Sports is about competing. Business is about competing. Both with the same objective to win as often as possible. When it’s stated that simply it’s easy to see why businesses would look to former high-level athletes to join their roster. It takes a certain type of person that is not only comfortable competing daily, but truly thrives on it. That is a transferable trait that stays with people long after they stop scoring touchdowns or hitting home runs. Winning also tends to stay with people. The same reason teams with sign an aging veteran that has won a championship or two is the same reason a business would want that person. Knowing how to win and what it really takes to win is another trait that travels well. It’s a mindset and understanding of the sacrifices required that separates champions from also competed, much more so than some natural physical gift you may have been born with.
Those are probably the two greatest skills sports can cultivate in an athlete. It’s what will matter most when the physical talent fades away. It’s what will enable them to move to their next career and carry on learning, competing and hopefully winning at whatever new outlet gets chosen. This is what companies want and want more of. Businesses are right to look at athletes. When you find one you really want, heed the lesson above. Recruit like a college football coach, or I guess, like Chris Ball.

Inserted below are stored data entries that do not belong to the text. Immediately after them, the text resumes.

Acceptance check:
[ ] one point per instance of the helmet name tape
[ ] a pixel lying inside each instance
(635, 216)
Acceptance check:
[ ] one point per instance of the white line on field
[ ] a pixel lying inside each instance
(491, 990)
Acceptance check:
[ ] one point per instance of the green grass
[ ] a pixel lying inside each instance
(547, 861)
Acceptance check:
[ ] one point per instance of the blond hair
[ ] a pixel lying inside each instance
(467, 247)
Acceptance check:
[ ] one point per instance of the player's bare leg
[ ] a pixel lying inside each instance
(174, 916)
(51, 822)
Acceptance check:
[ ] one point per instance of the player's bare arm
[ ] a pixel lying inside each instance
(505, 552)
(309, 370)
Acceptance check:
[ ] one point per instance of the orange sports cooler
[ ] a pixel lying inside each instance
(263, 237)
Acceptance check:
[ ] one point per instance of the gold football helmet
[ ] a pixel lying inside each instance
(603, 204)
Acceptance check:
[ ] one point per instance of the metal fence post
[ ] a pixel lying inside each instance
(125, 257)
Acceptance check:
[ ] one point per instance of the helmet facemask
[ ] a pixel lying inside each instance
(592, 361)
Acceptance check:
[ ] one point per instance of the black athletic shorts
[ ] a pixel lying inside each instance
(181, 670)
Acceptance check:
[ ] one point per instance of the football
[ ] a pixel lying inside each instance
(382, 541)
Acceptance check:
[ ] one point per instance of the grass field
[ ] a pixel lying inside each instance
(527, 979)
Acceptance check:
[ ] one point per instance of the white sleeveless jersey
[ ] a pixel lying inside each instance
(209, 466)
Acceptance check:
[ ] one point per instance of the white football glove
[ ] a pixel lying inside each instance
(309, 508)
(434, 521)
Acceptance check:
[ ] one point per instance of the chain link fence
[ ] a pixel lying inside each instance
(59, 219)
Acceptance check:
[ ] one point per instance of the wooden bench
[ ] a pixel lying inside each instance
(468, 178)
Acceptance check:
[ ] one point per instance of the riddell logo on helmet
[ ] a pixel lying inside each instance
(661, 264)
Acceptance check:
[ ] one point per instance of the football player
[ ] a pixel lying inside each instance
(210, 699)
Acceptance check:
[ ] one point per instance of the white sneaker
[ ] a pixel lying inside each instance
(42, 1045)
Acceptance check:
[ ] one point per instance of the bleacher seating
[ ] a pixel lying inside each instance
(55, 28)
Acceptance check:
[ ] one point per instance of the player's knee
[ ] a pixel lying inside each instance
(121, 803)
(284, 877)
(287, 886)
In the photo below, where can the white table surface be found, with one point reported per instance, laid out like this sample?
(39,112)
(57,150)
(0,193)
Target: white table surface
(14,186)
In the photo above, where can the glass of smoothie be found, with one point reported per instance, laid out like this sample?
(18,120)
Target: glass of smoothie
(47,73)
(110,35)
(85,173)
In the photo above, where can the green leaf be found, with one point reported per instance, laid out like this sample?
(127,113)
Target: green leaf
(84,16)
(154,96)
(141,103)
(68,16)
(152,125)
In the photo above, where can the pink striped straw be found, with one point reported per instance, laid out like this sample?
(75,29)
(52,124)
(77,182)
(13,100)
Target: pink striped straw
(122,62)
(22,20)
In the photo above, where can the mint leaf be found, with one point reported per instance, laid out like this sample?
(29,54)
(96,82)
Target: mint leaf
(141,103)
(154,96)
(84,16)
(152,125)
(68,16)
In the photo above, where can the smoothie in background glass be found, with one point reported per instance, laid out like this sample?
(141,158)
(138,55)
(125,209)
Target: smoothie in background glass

SOME THINGS FOR COMPANIES LOOKING TO HIRE FORMER PRO ATHLETES TO CONSIDER
- WHY DO YOU WANT THEM? IS IT FOR BRAND AWARENESS? PROMOTIONAL USE? OR ARE YOU ACTUALLY LOOKING FOR THEM TO PRODUCE WORK?
- WERE THEY A TEAM SPORT OR AN INDIVIDUAL SPORT ATHLETE? (ARE THEY USED TO A TEAM HELPING THEM? OR THEM HELPING A TEAM?)
- HAVE THEY BEEN A STAR THEIR ENTIRE LIFE? OR HAVE THEY HAD TO FIGHT EVERY STEP OF THE WAY TO MAKE IT? (WHERE THE DOORS ALWAYS OPENED FOR THEM OR HAVE THEY HAD TO KNOCK THEM DOWN?)
- HAVE THEY EVER BEEN CUT BEFORE? HOW DID THEY REACT?
- WERE THEY LIKED OR RESPECTED BY THEIR TEAMMATES? BOTH? NEITHER? WHY? OR WHY NOT?
- DID THEY JUMP AROUND THEIR ENTIRE CAREER CHASING A MORE LUCRATIVE CONTRACT OR DID THEY STICK WITH A TEAM FOR A LONG STRETCH?
This is by no means an exhaustive list. Just a few things to consider. There is no right or wrong or good or bad answer either. Just more information that may help you clarify what you’re actually trying to accomplish by recruiting this athlete and give you better insight on how to strategize your approach.